Virtual data rooms are used across a wide variety of industries. So
regardless of what type of business you may have, they will be able to
accommodate your information.
They also work as an extra-net to accommodate bidders, along with
their advisers, whereby access is provided via the Internet during the
due diligence process of a merger and acquisition transaction. The term
extranet is basically a website that has limited capabilities and
control access. It uses a secure logon process that has been provided by
the vendor. And it is the vendor who can also disable this secure logon
process at any time.
Since the information contained in virtual data rooms are strictly
confidential, restrictions have been securely set. So activities such as
copying, printing or forwarding information to others has been
restricted. This is possible by using digital rights management designed
to provide full protection and security to the data.
The Role Of a Virtual Data Room During the Merger and Acquisition Process
The virtual data room plays a vital role during the merger and acquisition
process. It is positioned as one of the core repositories of important
data that pertains to selling a business. It houses important company
data that is needed for viewers to determine if purchasing the business
would be a viable acquisition.
The good thing about using virtual data rooms during the merger and
acquisition process is that the information remains confidential as it
is maintained in a controlled environment.

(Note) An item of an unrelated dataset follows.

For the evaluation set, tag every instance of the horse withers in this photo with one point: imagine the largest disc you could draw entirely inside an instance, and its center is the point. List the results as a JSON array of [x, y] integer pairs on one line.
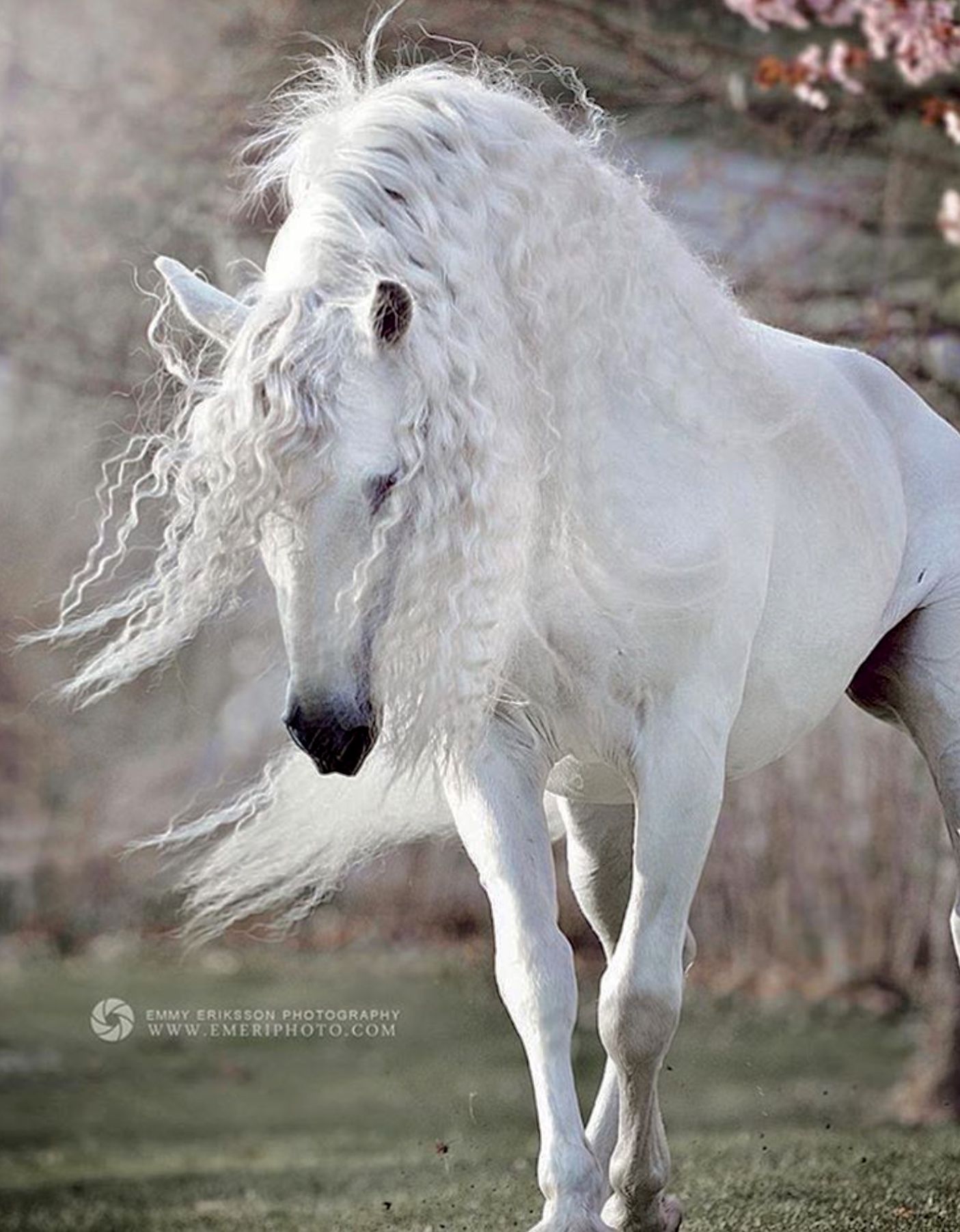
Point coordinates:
[[546, 513]]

It only allows key
individuals, such as bidders and their members or designated
representatives such as attorneys or investment bankers to gain access
to the information needed. Because of the state-of-the-art technology
that’s associated with operating VDR’s, it has been known to provide
such an increase in convenience, that the overall bidding process has
been decreased by approximately 30 days compared to the traditional
physical data rooms.
Due Diligence Specific Virtual Data Rooms
Using a due diligence specific virtual data allows business owners to
provide everything that is needed to all of the parties involved in the
business acquisition process. A due diligence checklist is normally
made available making the process much more streamlined for everyone
involved.
To summarize, the due diligence virtual data room
is where you are able to place all of your company’s relevant business
information (both historical and the future information of your
business,) so that it can be viewed by interested parties in a
controlled environment – all in one place – hence simplifying the
overall merger and acquisition process. The best part of all is that the
virtual data room costs are affordable too.